I want to construct an example of a superintuitionistic logic which is a strict superset of $\operatorname{Int}$ and a strict subset of $\operatorname{Cl}$. I think that such logic can be obtained by adding formulas of the form $\lor_{1 \leq i < j \leq n+1}(p_i \leftrightarrow p_j)$. I can show that such logics are stronger than $\operatorname{Int}$ by constructing Kripke models in which such additional formulas are not satisficed. But are such extensions weaker than $\operatorname{Cl}$ and if yes, how I can prove it?
Thanks!
There are many examples of intermediate logics strictly between IPC and CPC (actually continuum many, by Jankov Theorem). If you are looking for examples, you can check logics such as KP, which is obtained from IPC by adding the axiom scheme $(\neg x\to(y\lor z)) \to ((\neg x\to y) \lor (\neg x \to z))$, or WEM, which is obtained by adding $\neg x \lor \neg\neg x$ or others.

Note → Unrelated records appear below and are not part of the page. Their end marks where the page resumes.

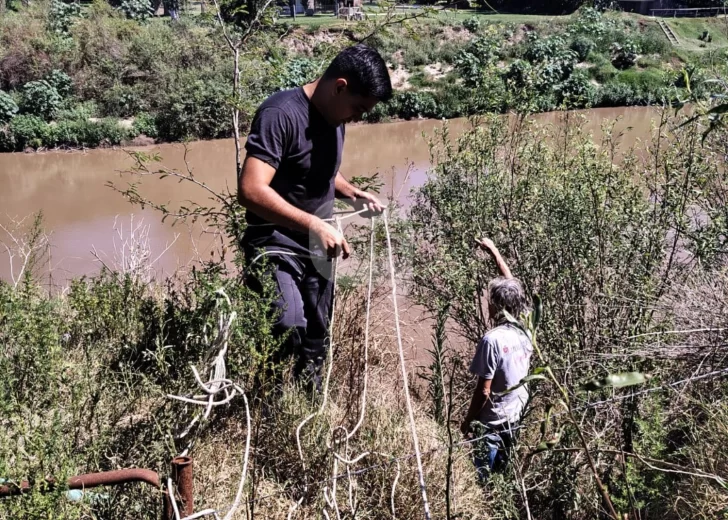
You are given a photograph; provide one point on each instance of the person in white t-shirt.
(501, 361)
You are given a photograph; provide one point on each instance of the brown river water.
(82, 214)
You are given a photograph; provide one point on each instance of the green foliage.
(8, 108)
(136, 9)
(198, 110)
(473, 60)
(61, 16)
(89, 134)
(472, 24)
(145, 123)
(591, 23)
(298, 71)
(60, 81)
(29, 131)
(554, 59)
(582, 46)
(122, 101)
(412, 105)
(624, 55)
(577, 91)
(652, 41)
(40, 98)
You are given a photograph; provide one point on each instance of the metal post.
(183, 482)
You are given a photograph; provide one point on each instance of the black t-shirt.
(289, 134)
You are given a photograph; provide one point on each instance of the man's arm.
(479, 400)
(489, 246)
(360, 199)
(255, 193)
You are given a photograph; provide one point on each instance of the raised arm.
(360, 199)
(488, 245)
(255, 193)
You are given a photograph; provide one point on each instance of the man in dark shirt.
(289, 181)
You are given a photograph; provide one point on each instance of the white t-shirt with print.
(503, 355)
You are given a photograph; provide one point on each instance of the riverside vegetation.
(94, 75)
(626, 248)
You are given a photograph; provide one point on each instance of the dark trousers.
(302, 310)
(492, 451)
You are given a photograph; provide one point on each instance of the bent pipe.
(89, 480)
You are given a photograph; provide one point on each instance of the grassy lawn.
(328, 19)
(689, 29)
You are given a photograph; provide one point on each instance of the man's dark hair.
(364, 69)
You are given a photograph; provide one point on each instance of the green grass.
(688, 30)
(328, 19)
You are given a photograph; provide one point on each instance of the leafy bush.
(145, 123)
(472, 60)
(582, 46)
(472, 24)
(30, 131)
(576, 91)
(614, 94)
(412, 105)
(624, 55)
(554, 58)
(136, 9)
(61, 82)
(603, 73)
(196, 110)
(89, 134)
(40, 99)
(652, 41)
(85, 110)
(122, 101)
(8, 108)
(61, 15)
(590, 22)
(297, 71)
(454, 101)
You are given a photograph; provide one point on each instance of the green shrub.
(582, 46)
(195, 110)
(454, 101)
(652, 41)
(554, 58)
(577, 91)
(61, 16)
(61, 82)
(30, 131)
(412, 105)
(8, 108)
(145, 123)
(89, 134)
(40, 99)
(624, 55)
(603, 73)
(297, 71)
(615, 94)
(122, 101)
(84, 110)
(590, 22)
(471, 62)
(472, 24)
(136, 9)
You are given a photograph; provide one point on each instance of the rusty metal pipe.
(182, 478)
(90, 480)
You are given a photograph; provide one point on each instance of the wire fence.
(403, 458)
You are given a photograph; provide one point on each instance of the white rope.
(329, 366)
(217, 386)
(405, 382)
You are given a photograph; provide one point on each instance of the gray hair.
(506, 294)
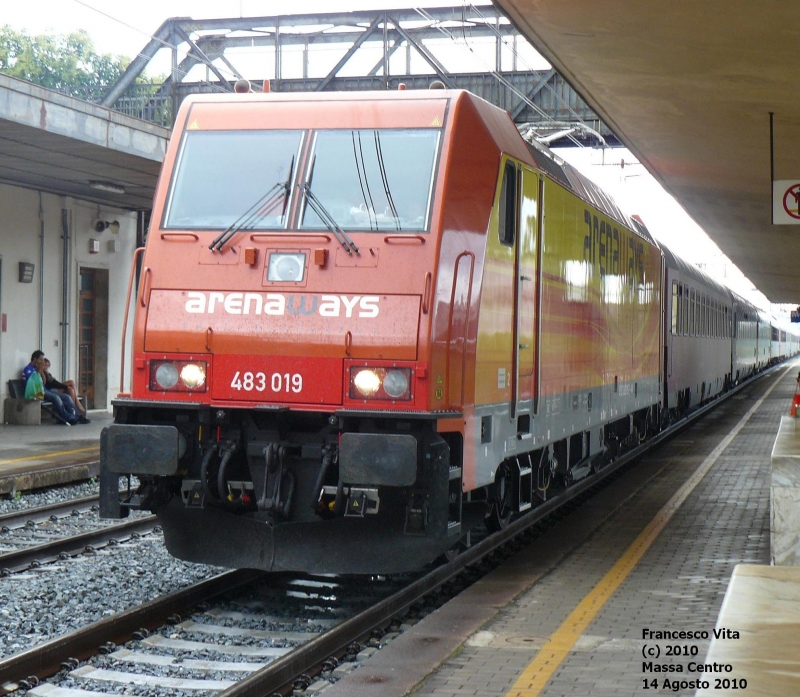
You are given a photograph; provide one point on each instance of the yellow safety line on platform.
(535, 676)
(48, 455)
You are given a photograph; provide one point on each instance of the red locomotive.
(368, 322)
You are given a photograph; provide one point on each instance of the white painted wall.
(20, 302)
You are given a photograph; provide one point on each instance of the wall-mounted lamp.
(26, 272)
(100, 225)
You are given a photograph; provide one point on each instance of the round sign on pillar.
(786, 202)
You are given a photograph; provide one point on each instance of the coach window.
(697, 314)
(704, 305)
(507, 224)
(685, 311)
(674, 308)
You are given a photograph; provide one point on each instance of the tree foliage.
(57, 61)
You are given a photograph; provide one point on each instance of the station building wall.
(31, 230)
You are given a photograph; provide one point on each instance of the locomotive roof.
(543, 158)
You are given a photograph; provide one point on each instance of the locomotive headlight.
(166, 376)
(287, 268)
(395, 384)
(380, 383)
(193, 375)
(367, 382)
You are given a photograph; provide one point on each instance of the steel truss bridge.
(205, 54)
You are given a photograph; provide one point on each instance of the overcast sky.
(125, 27)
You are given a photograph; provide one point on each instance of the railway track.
(240, 648)
(37, 536)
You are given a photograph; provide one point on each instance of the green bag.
(34, 389)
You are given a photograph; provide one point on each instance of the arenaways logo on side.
(279, 304)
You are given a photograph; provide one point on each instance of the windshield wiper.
(258, 211)
(330, 222)
(385, 180)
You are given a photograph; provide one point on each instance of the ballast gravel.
(45, 603)
(22, 502)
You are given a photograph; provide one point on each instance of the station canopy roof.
(55, 143)
(688, 88)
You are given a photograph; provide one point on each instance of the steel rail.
(74, 544)
(46, 659)
(41, 513)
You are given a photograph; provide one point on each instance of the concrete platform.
(37, 456)
(763, 606)
(653, 552)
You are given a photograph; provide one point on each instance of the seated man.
(31, 367)
(68, 387)
(62, 404)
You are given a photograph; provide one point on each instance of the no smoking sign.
(786, 202)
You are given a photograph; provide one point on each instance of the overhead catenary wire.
(164, 44)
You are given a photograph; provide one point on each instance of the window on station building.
(507, 224)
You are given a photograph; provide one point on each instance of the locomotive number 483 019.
(277, 382)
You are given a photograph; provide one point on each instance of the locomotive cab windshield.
(360, 180)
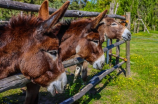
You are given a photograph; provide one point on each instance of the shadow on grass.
(72, 88)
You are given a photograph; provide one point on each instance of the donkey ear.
(54, 18)
(97, 20)
(43, 13)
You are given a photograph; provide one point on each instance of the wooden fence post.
(117, 52)
(128, 17)
(109, 42)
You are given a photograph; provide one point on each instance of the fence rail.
(91, 84)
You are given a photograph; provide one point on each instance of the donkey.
(76, 37)
(81, 38)
(108, 28)
(26, 46)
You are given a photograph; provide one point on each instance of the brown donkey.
(108, 28)
(26, 46)
(77, 37)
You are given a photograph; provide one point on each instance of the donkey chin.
(126, 35)
(58, 85)
(99, 63)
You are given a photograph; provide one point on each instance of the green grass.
(140, 88)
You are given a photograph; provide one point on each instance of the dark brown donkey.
(77, 37)
(80, 37)
(28, 46)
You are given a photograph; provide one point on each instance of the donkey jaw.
(99, 63)
(126, 35)
(58, 85)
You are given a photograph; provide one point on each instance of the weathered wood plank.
(128, 16)
(35, 8)
(91, 84)
(16, 81)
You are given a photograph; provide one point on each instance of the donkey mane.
(71, 27)
(17, 24)
(25, 22)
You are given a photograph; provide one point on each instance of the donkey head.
(41, 62)
(113, 30)
(90, 45)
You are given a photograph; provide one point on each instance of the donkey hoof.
(99, 63)
(58, 85)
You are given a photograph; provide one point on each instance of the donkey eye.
(53, 52)
(114, 24)
(95, 41)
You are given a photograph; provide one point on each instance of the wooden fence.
(19, 80)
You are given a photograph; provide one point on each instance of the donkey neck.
(69, 36)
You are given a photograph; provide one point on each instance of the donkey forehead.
(108, 20)
(93, 36)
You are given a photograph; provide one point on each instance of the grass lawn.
(140, 88)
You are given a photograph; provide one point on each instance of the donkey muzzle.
(58, 85)
(126, 35)
(99, 63)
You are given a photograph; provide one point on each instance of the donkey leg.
(32, 93)
(84, 72)
(77, 71)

Coming to your example, if I do understand correctly you are defining $\omega$-many extensions $L_n$ of IPC. Fix some $n$, then for some $p_i$ we have that $\bigvee_{i\neq j\leq n} (p_i\leftrightarrow p_j)\in L_n$. Since super intuitionistic logics are closed under uniform substitution, we obtain, by the map $p_j\mapsto \neg p_i$, that $\bigvee_{i\neq j\leq n} (p_i\leftrightarrow \neg p_i )\in L_n$ meaning that $L_n$ is inconsistent and thus $\text{CPC}\subseteq L_n$.